The leader of the Cheyenne had manners like a stalking wolf and eyes like a panther. Fallen Timber acknowledged him as a Christian by making the sign of the French cross while looking at the white cross painted on his chest. These Cheyenne all wore black and white war paint—death and dream writ upon their face. The leader and the broadly built man next to him, both wore leggings that were fringed with human hair: black, blond, brown and red, even with some kinky black man hair woven in.
He introduced himself, “I am Fallen Timber of the Shawnee. My friend is Major Bracken of Germany. The Army has purchased loyalty from drunken chiefs and will seek the downfall and imprisonment of Sitting Bull, to be murdered, of Crazy Horse, to be murdered, of the Nez Perce, too and of the Dog Soldier Band under Dull Knife and Little Wolf.”
“What is that,” asked the man wearing the white paint cross, in English.
“That, has been explained to me as a German airship. It rescued me and my brothers from Tecumseh’s defeat 53 winters ago, last week. So, I say it is not a mere floating air boat, but Hiawatha’s white sky canoe, for it travels into and beyond the sun setting. It soon takes me, with my men, way down the River of Time to avenge ourselves on the American tomorrow, a place of untold sorrow.”
The Crazy blue-eyed man spoke in a very clean American English, “I have seen this air canoe in my visions. I am Crazy Horse and I have slain Iron Backside and am free to leave this life. There is nothing more for me. I know that my people will kill me and do not intend to resist. If there are enemies beyond sunset then there will be a better death there.”
The man in the hat, doffed it and mumbled, “Name’s Lille Bill, I’m in. Name’s mud wit Murican gubment.”

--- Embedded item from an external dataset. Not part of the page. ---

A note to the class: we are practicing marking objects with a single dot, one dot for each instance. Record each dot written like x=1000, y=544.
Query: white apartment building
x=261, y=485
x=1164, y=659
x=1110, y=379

The leader declared, “I am Little Wolf. I must stay and protect Dull Knife. My Dog Soldiers may decide each.”
The broad man with the human hair fringing his leggings, spoke in Algonquin, in what sounded like Blackfeet, “Sneaking Bear would fly. May I bring a rock to drop on White Men?”
Fallen Timber turned to Major Bracken, “He wants to bring a rock, to drop on White Men.”
The Major grinned and pulled out an iron grenade, yanked out the pin, and heaved it a great distance motioning for each man to squat as he did. Crazy Horse did not Squat, and seeing this the rest straightened back up, and then the hand bomb exploded, peppering them with stone and iron, cutting the face of Crazy Horse and the shoulder of Fallen Timber. Crazy Horse laughed, and all four Dog Soldiers nodded somberly and said goodbye to Little Wolf.
“Six more,” nodded Bracken, “Thank you, and thank you, Little Wolf!”
As they roped up and were hauled aloft, the lone figure below, standing among eight hobbled ponies, beneath a scaffold burial, whistled mournfully upon his eagle bone whistle and shook his rattle with a militant joy.
‘What a war band this will be,’ mused Fallen Timber, feeling already like red water running down the bloody River of Time.
…
Notes
-1. In researching Cheyenne Dog Soldiers, I found a photo of Cheyenne prisoners being held in 1878, 18 months after Custer’s defeat, in the wake of the break for freedom by Dull Knife and Little Wolf, who made a similar bid for freedom as did Chief Joseph and Looking Glass at the same time. The picture included seven distinctively racial Cheyenne people and one full blooded cracker, a total “white man.” Here I have found my cavalryman. He is tellingly seated in the center, has a surly caged look in his eyes and is in close association with the one woman who might be a half breed. See photo below, a mother, sister or wife.
-2. An entire tribe of Canadian Indians near Lake Winnibego was racially half cast, formed by French bison hunters and their native wives who turned the bison meat the men hunted into pemicen, a dried mix with berries, for Hudson Bay Company trappers to eat.